In a judgement that could offer a new lease of life to six other former CMC Holdings directors blacklisted with Mr Kiereini last year, Justice David Majanja yesterday held that the Capital Markets Authority (CMA) denied him his right to a fair hearing.

“The consequence of my findings is that the decision of the CMA taking enforcement action against the petitioner (Mr Kiereini) must be set aside,” the judge ruled, invalidating the action that was taken on August 3, 2012.

The capital markets regulator, in a media statement on that date, announced that it had disqualified the CMC Holdings directors from appointment as a director of any listed company.

Apart from Mr Kiereini, others affected were former Attorney-General Charles Njonjo, former CMC Holdings chief executive officer Martin Forster, the company’s largest shareholder Peter Muthoka, Ashok Shah, Richard Kemoli and Andrew Hamilton.

The CMA also announced it would pursue the blacklisted directors to ensure they refund up to threefold the amounts they were accused of stealing from the company.

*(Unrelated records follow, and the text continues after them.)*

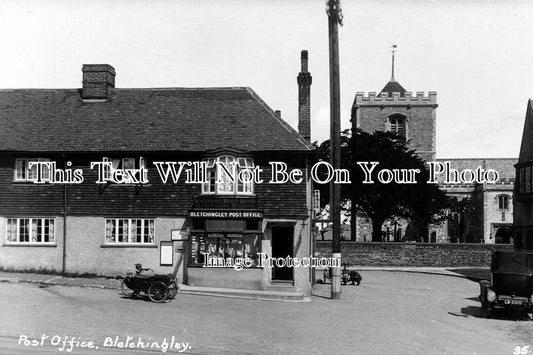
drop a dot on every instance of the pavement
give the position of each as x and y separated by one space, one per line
471 273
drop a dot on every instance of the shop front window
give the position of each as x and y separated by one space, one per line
227 239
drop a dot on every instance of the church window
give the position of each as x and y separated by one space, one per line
398 125
503 202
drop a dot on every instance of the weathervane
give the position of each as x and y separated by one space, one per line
334 10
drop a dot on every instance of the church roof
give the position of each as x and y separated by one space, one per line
526 148
393 86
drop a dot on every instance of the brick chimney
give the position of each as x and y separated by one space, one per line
304 99
98 81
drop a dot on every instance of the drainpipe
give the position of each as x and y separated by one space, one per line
64 219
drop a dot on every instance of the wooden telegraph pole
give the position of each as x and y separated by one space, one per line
334 19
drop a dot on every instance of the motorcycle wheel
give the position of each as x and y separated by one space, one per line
158 292
125 290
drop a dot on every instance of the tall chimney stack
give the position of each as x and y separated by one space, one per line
304 99
98 81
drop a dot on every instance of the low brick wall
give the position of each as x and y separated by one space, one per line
413 254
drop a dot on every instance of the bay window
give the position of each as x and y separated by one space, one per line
30 230
129 231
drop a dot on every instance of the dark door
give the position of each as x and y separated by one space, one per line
282 241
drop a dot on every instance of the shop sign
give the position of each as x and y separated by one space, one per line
226 214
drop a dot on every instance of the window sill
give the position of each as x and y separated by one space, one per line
128 246
29 245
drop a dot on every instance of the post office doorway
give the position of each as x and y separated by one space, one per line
282 246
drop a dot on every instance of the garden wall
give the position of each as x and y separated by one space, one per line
413 254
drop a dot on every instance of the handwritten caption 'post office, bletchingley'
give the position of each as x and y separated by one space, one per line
68 344
200 172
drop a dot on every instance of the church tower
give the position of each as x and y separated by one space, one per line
394 109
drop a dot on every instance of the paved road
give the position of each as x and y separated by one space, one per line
390 313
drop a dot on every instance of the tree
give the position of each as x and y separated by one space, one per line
382 199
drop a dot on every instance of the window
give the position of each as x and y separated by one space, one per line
225 245
503 202
30 230
228 175
398 125
129 231
225 238
24 173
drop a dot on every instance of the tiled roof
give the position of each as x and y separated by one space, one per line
526 147
504 166
173 119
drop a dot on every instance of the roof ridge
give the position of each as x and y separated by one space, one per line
287 126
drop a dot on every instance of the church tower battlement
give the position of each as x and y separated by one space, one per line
394 109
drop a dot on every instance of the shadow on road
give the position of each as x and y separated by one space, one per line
497 314
473 274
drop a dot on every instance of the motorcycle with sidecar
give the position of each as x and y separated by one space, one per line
158 287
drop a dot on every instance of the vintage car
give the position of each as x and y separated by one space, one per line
158 287
511 284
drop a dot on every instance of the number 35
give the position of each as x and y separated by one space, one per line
521 350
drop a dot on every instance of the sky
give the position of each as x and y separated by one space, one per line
477 55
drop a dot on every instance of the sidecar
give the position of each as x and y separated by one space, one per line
511 284
157 287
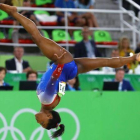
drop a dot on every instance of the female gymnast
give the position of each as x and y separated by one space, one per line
52 84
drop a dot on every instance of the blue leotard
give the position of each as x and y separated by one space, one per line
48 87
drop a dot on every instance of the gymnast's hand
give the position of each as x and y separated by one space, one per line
63 52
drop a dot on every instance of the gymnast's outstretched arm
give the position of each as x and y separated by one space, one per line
57 54
87 64
49 48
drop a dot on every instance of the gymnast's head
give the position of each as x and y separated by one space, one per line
50 120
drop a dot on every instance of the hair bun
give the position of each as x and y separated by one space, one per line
59 132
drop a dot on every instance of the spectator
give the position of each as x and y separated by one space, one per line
9 2
2 75
124 85
31 75
86 48
72 16
73 84
22 33
90 18
17 3
115 53
16 63
124 49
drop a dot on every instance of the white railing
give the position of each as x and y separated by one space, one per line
66 27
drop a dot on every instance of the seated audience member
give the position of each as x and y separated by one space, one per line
2 75
86 48
124 49
124 85
16 63
72 16
73 84
90 18
9 2
31 75
17 3
115 53
22 33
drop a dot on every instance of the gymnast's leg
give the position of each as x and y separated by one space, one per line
49 48
87 64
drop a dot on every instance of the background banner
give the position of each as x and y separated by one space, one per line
86 115
87 81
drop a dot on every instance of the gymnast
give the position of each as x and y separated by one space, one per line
52 85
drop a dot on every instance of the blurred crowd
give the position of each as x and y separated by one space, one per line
85 48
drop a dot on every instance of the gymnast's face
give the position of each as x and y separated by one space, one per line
43 118
120 75
18 52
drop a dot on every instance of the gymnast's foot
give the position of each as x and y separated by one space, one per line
8 9
138 57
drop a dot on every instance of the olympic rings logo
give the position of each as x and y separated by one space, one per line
13 129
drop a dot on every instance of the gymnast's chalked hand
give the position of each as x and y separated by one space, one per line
63 53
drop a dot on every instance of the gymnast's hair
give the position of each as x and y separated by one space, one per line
54 123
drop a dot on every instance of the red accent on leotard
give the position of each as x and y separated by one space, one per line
58 71
53 101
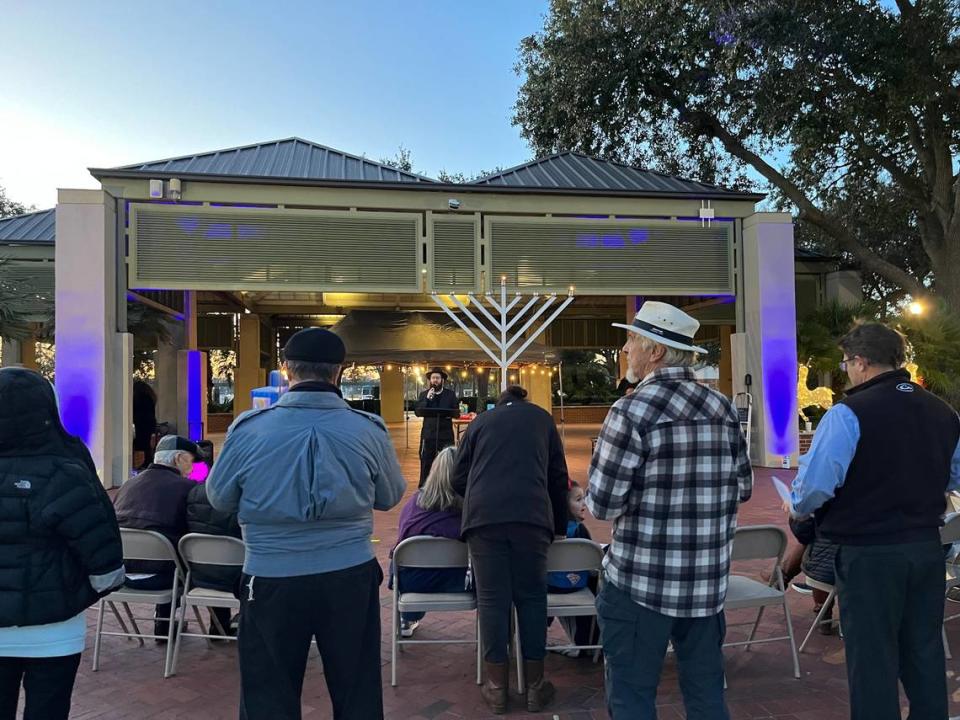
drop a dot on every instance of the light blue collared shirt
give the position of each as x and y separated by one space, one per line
824 468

The action followed recommendations of a committee the company appointed to analyse an audit report prepared by South African firm Webber Wentzel. The report made allegations against the affected directors.

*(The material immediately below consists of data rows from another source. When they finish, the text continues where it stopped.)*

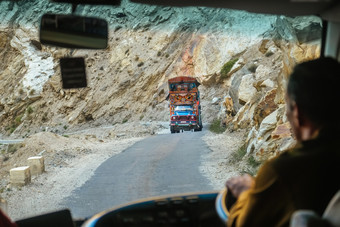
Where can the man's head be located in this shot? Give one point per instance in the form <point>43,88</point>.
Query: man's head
<point>313,94</point>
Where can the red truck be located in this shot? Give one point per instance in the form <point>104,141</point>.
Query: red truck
<point>185,106</point>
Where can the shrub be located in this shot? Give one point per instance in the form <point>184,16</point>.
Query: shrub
<point>29,110</point>
<point>216,126</point>
<point>12,148</point>
<point>252,68</point>
<point>227,67</point>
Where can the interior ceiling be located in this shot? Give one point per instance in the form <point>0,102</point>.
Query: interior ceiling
<point>283,7</point>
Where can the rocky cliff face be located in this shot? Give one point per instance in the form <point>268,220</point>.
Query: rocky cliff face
<point>242,61</point>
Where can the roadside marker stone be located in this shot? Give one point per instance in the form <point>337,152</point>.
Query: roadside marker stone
<point>20,176</point>
<point>36,164</point>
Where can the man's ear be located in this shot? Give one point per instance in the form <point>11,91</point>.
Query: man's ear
<point>297,118</point>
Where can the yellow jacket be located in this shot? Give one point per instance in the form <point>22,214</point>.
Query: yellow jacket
<point>303,178</point>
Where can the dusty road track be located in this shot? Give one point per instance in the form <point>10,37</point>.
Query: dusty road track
<point>158,165</point>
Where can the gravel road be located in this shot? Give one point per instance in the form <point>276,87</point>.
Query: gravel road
<point>45,192</point>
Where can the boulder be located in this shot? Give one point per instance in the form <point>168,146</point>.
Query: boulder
<point>20,176</point>
<point>246,89</point>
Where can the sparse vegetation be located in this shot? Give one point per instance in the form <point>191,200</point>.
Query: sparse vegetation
<point>227,67</point>
<point>240,153</point>
<point>269,53</point>
<point>12,148</point>
<point>252,162</point>
<point>217,127</point>
<point>252,68</point>
<point>29,110</point>
<point>32,92</point>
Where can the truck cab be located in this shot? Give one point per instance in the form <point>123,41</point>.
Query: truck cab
<point>185,108</point>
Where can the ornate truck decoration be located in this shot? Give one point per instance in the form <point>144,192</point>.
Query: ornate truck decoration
<point>185,107</point>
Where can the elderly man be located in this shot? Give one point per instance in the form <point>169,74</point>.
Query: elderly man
<point>307,176</point>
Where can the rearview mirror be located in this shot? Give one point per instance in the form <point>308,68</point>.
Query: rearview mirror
<point>73,31</point>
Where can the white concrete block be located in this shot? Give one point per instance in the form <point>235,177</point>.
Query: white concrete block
<point>36,164</point>
<point>20,176</point>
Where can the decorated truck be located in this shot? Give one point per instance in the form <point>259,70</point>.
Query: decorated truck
<point>184,103</point>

Mr Kiereini, a former permanent secretary in the Office of the President and head of the civil service and secretary to the Cabinet, filed a constitutional petition at the High Court, saying the action violated his rights and fundamental freedoms.

The court ruled that the board should have notified Kiereini of the charges against him and give him an opportunity to respond.

Although the CMA’s committee invited him to appear before it but he waived that right, the judge said the committee’s role was to make recommendations to the board and only the board could take action after according him a hearing.